Re-consideration of aminoglycoside therapy as a carbapenem sparing option for ESBL-EB UTIs is a particularly attractive treatment option due to its ability to achieve high peak-to-MIC ratio urine concentrations for prolonged periods, ease of administration, and relatively low toxicity [8, 9]. Furthermore, aminoglycoside therapy does not mediate resistance to other antimicrobial classes and is effective in single dose therapy and feasible as monotherapy for non-bacteremic ESBL-EB UTIs [10,11,12]. While limiting the use of an antimicrobial class through substitution has been a mainstay of antimicrobial stewardship efforts, national surveillance programs have identified that reduction in selective pressure is the key component of an effective strategy e.g., Delgado and colleagues’ retrospective study reported substantial reduction of ertapenem utilization while maintaining susceptibilities of Pseudomonas aeruginosa and Enterobacteriaceae [13].

Accelerating trends in overall ertapenem use and initial cases of carbapenem-resistant Enterobacteriaceae (CRE) were observed in a community medical center. A collaborative antimicrobial stewardship initiative (ASI), thus, was launched to improve antimicrobial utilization in the outpatient antibiotic parenteral therapy (OPAT) setting. Specifically, the scope of targeting treatment of uncomplicated ESBL-EB UTI was identified as a performance improvement opportunity to bridge the gap for evaluation and monitoring that was overlooked by inpatient antimicrobial stewardship programs [14]. The objective of the ASI was to achieve a SMART, (mnemonic acronym for specific, measurable, attainable, relevant, and time-bound criteria to guide in the setting of objectives) goal of reducing ertapenem utilization for ESBL-EB UTI by 10% in 90 days. Based on distribution fitting and concept of thresholds, 10% was selected as a performance goal with the general rule that 80% should be achievable, a target level should be 50% achievable, and a stretch goal should be about 20% achievable [15]. This study evaluated that goal and the clinical outcomes associated with the ASI. Findings from this study can provide insights on antibiotic prescribing in the OPAT setting.

Methods

Study Design & Setting

This retrospective, pre-to-post, cohort study evaluated female patients > 18 years of age with an uncomplicated ESBL-EB UTI in the OPAT setting who were dispensed a prescription for ertapenem or aminoglycoside between November 1, 2015 and February 26, 2017 at one medical center within Kaiser Permanente Southern California (KPSC), an integrated healthcare delivery system.

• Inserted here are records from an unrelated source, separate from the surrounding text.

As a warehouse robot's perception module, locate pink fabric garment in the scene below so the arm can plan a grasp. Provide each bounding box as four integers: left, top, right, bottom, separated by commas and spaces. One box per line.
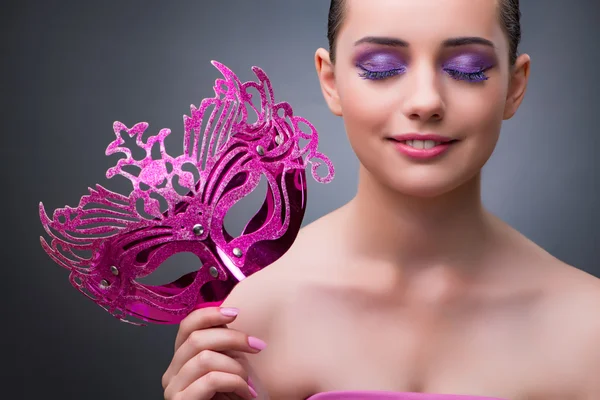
307, 391, 506, 400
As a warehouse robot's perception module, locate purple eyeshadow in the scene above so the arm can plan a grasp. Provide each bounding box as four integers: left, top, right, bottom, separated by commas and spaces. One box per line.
356, 51, 406, 72
443, 53, 494, 74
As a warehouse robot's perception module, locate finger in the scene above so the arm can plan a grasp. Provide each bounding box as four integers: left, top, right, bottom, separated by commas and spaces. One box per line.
165, 328, 265, 381
175, 307, 239, 351
165, 350, 248, 395
181, 372, 255, 400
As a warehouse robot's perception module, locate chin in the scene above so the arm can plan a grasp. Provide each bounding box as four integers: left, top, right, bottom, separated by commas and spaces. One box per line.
375, 170, 477, 199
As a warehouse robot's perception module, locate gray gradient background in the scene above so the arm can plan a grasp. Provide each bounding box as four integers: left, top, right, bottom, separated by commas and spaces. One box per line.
0, 0, 600, 400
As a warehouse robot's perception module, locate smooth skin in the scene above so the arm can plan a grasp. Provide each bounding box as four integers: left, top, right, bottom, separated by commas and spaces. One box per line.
163, 0, 600, 400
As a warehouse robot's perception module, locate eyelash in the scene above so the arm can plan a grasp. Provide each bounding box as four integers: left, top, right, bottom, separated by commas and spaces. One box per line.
359, 67, 488, 82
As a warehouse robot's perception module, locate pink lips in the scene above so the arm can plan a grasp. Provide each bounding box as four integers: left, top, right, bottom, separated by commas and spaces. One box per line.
392, 133, 455, 159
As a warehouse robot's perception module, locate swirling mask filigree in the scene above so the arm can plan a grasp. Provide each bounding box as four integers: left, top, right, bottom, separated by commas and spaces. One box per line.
40, 62, 334, 323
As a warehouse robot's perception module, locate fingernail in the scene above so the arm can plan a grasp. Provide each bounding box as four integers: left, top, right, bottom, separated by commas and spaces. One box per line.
248, 385, 258, 398
220, 307, 240, 317
248, 336, 267, 350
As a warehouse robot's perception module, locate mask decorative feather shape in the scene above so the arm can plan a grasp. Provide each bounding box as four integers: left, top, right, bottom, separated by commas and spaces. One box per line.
39, 61, 334, 325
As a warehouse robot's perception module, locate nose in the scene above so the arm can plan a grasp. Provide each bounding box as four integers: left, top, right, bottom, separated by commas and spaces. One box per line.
403, 67, 445, 122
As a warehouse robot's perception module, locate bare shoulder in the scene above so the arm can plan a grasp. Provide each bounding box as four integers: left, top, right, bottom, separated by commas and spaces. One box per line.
223, 211, 344, 398
223, 208, 342, 337
538, 262, 600, 400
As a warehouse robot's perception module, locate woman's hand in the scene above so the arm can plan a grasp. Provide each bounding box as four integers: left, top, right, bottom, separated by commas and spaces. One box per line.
162, 307, 266, 400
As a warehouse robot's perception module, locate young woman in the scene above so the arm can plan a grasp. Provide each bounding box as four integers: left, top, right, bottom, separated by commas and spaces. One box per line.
163, 0, 600, 400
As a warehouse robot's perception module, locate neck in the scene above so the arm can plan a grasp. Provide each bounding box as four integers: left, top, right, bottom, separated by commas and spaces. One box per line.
346, 163, 492, 271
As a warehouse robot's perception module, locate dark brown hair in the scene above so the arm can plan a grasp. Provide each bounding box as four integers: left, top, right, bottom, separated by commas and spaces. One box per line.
327, 0, 521, 65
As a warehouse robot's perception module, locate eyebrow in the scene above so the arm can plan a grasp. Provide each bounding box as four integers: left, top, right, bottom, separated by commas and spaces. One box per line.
354, 36, 496, 48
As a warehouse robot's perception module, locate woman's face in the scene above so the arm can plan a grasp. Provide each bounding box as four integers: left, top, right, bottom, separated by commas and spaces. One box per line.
317, 0, 529, 197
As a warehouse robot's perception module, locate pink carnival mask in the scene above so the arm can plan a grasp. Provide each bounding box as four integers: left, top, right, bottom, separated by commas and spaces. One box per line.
40, 61, 334, 324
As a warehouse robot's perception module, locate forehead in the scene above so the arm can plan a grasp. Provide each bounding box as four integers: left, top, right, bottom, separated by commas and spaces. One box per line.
340, 0, 504, 47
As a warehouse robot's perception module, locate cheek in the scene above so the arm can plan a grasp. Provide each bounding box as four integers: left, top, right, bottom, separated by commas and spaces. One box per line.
338, 76, 398, 140
447, 81, 506, 140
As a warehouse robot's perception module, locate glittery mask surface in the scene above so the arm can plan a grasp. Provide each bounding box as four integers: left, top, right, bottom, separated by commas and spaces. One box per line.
40, 61, 334, 324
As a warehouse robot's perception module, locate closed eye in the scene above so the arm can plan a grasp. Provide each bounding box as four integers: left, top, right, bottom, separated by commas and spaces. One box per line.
444, 68, 489, 82
358, 66, 406, 80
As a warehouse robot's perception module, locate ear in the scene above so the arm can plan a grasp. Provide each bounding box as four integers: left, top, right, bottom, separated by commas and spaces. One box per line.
315, 48, 342, 117
504, 54, 531, 119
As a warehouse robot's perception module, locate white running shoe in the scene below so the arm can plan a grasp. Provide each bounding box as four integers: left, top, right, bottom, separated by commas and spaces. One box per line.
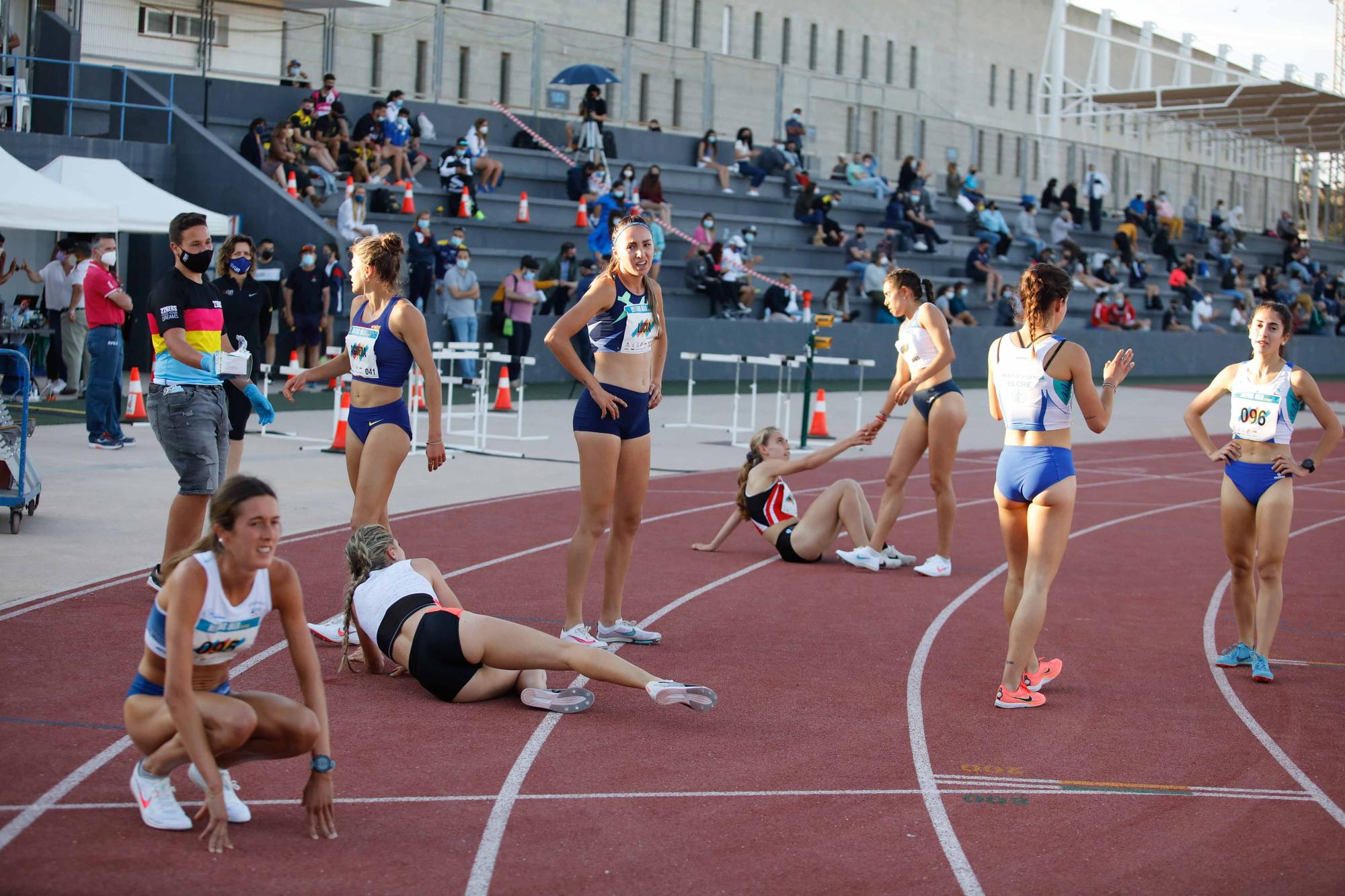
597, 619, 663, 645
561, 623, 607, 650
308, 623, 359, 645
881, 545, 916, 569
916, 555, 952, 579
187, 763, 252, 825
130, 759, 191, 830
518, 688, 593, 713
837, 545, 882, 572
644, 678, 720, 713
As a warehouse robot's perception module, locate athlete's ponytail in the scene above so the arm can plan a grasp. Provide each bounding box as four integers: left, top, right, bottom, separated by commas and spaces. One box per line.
737, 426, 780, 520
336, 524, 397, 673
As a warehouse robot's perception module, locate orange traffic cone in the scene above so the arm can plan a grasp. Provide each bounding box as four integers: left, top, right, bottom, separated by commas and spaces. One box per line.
323, 391, 350, 455
491, 367, 514, 410
121, 367, 149, 422
808, 389, 831, 438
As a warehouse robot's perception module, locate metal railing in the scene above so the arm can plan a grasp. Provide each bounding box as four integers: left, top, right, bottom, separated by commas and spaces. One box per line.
0, 52, 175, 142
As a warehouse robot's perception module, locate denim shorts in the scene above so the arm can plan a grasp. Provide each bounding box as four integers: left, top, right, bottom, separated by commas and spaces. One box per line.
145, 383, 229, 495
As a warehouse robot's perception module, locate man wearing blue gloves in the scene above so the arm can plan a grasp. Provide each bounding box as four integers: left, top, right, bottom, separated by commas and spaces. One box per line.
145, 211, 276, 591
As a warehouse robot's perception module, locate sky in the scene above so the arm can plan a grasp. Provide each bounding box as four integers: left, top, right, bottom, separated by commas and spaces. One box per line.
1071, 0, 1336, 90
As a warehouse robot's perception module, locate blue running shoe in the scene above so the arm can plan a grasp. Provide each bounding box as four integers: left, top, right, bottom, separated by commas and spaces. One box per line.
1215, 642, 1252, 669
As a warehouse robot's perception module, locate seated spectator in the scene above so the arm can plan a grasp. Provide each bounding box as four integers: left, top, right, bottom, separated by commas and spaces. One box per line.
964, 237, 1005, 305
1013, 202, 1046, 259
695, 128, 733, 192
733, 128, 765, 196
467, 118, 504, 192
336, 183, 378, 242
1154, 191, 1185, 242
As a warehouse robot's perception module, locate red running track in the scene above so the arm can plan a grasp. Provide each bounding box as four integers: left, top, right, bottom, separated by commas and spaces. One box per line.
0, 433, 1345, 893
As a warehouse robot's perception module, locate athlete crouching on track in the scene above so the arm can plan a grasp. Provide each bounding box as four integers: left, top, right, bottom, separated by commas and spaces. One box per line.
122, 477, 336, 853
1185, 301, 1341, 682
691, 426, 888, 564
987, 263, 1135, 709
342, 525, 718, 713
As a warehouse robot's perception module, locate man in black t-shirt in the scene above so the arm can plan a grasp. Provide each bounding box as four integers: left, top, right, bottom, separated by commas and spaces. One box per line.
285, 243, 331, 367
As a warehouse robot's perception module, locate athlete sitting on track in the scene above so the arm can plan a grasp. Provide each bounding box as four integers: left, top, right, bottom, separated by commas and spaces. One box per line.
691, 426, 893, 564
1185, 301, 1341, 682
122, 477, 336, 853
987, 263, 1135, 709
342, 525, 718, 713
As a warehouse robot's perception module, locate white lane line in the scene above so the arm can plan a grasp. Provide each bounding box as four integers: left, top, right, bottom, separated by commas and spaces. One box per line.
465, 556, 779, 896
1201, 517, 1345, 827
907, 489, 1217, 896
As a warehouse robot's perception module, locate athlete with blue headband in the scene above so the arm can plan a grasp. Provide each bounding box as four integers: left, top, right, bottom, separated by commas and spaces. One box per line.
546, 215, 668, 647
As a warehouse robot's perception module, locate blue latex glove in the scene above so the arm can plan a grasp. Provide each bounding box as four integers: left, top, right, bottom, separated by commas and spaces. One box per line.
243, 382, 276, 426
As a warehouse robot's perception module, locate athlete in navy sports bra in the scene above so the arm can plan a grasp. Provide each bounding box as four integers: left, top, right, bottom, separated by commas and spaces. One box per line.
987, 263, 1135, 709
546, 215, 668, 647
122, 477, 336, 853
1185, 301, 1341, 682
284, 233, 445, 543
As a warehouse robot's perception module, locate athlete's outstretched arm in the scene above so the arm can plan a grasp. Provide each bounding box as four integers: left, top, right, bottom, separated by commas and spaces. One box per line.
691, 507, 742, 551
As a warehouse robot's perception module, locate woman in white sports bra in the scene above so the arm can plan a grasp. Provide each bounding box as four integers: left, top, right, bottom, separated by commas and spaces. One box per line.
987, 263, 1135, 709
837, 268, 967, 576
691, 426, 897, 564
1185, 301, 1341, 682
122, 477, 336, 853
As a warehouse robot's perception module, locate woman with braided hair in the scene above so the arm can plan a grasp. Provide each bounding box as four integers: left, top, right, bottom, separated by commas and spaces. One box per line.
989, 263, 1135, 709
691, 426, 896, 564
338, 524, 718, 713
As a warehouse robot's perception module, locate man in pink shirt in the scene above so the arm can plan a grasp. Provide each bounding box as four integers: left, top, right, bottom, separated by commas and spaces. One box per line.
83, 233, 134, 451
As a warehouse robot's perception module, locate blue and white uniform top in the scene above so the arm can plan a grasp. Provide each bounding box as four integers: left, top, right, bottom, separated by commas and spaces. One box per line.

The center includes a 218-bed tertiary hospital and five surrounding medical offices that provide primary and specialty care to 265,000 patients. Coded and free-text data on diagnoses, procedures, laboratory tests, medications, hospitalization, and membership are maintained in KPSC electronic medical record and pharmacy dispensing systems. All aspects of the study were reviewed and approved by the KPSC Institutional Review Board. Patient consent was not required due to the retrospective nature of the study.

At the time of the study, there were no internal protocols directing the use of aminoglycosides for ESBL-EB UTI. An ASI was designed to improve antimicrobial utilization through broad-based, pharmacy driven, and disease focused interventions. The ASI was led by the Chief of Infectious Diseases (ID) and an ID-trained outpatient pharmacist specialist, who collaborated closely with ordering providers (physicians and mid-level practitioners), laboratory, department administrators, and both inpatient and outpatient pharmacy. The study encompassed an ASI pre-implementation (September 1, 2014 - August 31, 2015), 90-day implementation period (November 1, 2015 - February 26, 2016), and bi-phasic post- implementation period (October 10, 2016 - February 26, 2017). A 2-month “wash-out” window between September 1, 2015 and October 31, 2015 was included to launch the initiative.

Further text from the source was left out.